The R.E.M. song Michael Stipe called “the greatest piece of music we ever made”
There’s a good chance that Michael Stipe would put 110% into every single experiment that R.E.M worked on. Even though he may have been one of the proudest faces of the alternative movement at the time, not even Stipe could have predicted the trajectory of the group’s career, becoming one of the biggest bands in the world once the grunge movement kicked in during the early 1990s. Although R.E.M was entering its golden age, Stipe would consider one song as their signature tune.
At the same time, the quality of every one of the band’s projects didn’t falter since their debut. In the wake of the overnight success of the album Murmur, the band were working on finetuning their traditional college-rock sound on their following albums.

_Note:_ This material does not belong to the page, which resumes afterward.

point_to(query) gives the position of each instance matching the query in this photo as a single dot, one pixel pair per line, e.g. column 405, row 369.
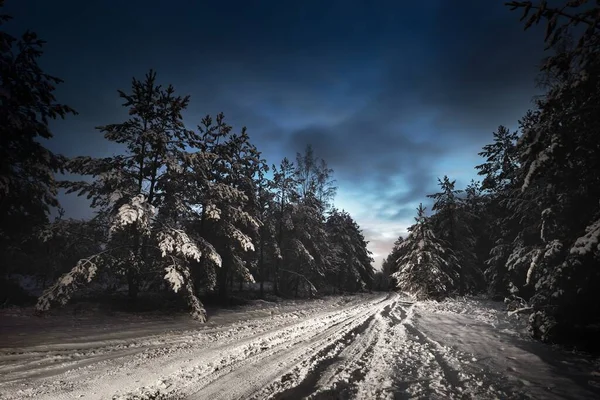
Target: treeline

Across records like Fables of the Reconstruction and Document, Stipe struck the perfect balance between the tunefulness of rock and roll’s past while keeping everything else reasonably uncommercial, down to his unintelligible lyrics.
When the band started work on albums like Green, their sound had been going towards pop music, with tracks like ‘Stand’ being one of the most glorious pieces of rock sunshine they had ever made up to that point. Once the group started to make Out of Time, though, every single song on the album came with its own creative risks.

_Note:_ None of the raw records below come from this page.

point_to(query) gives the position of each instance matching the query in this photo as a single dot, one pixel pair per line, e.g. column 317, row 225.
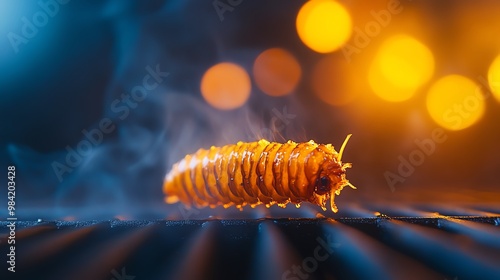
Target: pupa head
column 331, row 178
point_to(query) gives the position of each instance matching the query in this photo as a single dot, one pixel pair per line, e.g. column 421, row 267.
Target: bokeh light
column 455, row 102
column 276, row 72
column 323, row 25
column 226, row 86
column 401, row 66
column 494, row 77
column 330, row 81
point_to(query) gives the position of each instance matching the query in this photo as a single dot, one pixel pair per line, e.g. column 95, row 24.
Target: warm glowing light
column 276, row 72
column 226, row 86
column 323, row 25
column 494, row 77
column 455, row 102
column 330, row 81
column 401, row 66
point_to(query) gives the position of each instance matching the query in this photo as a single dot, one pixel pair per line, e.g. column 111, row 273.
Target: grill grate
column 461, row 247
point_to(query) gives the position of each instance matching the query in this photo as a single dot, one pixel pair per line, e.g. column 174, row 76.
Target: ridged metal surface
column 348, row 248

Featuring KRS-One on one of the first tracks, R.E.M wanted to prove that they were not satisfied resting on their laurels, creating tunes indebted to the sounds of pure rock and roll and musical sophistication. Although Stipe was also coming into his own as a lyricist, ‘Losing My Religion’ would stand out to him as one of the band’s finest moments.
This would become one of Stipe’s high points from a lyrical standpoint. Inspired by the creepy tone that The Police hit on when making the track ‘Every Breath You Take’, Stipe wrote an ode to unrequited love, taking the perspective of someone on the outside looking in and wondering if their muse even knows they exist.
When talking about the effect of the song, Stipe remembered that the lyrics were a watershed moment for him, saying, “The thing that for me is the most thrilling is that you don’t ever really know if the person that I’m reaching out for is aware of me. If they even know that I exist. So it’s this really tearful, heartfelt thing that made it’s way into one of the best pieces of music that the band has ever given me”.
Featuring a delicate lead mandolin, most of the song has a sense of refinement throughout its runtime, as if it’s being played in an abandoned synagogue. Although the title came from an American southern expression Stipe had heard growing up, it could easily apply literally, as if this unknown entity is making him lose faith in a life beyond his earthly existence.
While Stipe would take the song to new heights with his vocals, the real power of the song came with the video, showing him dancing in the most natural way he could. It may have seemed strange to those not aware of the band, but this was the first look at Stipe truly letting the music carry him to another place.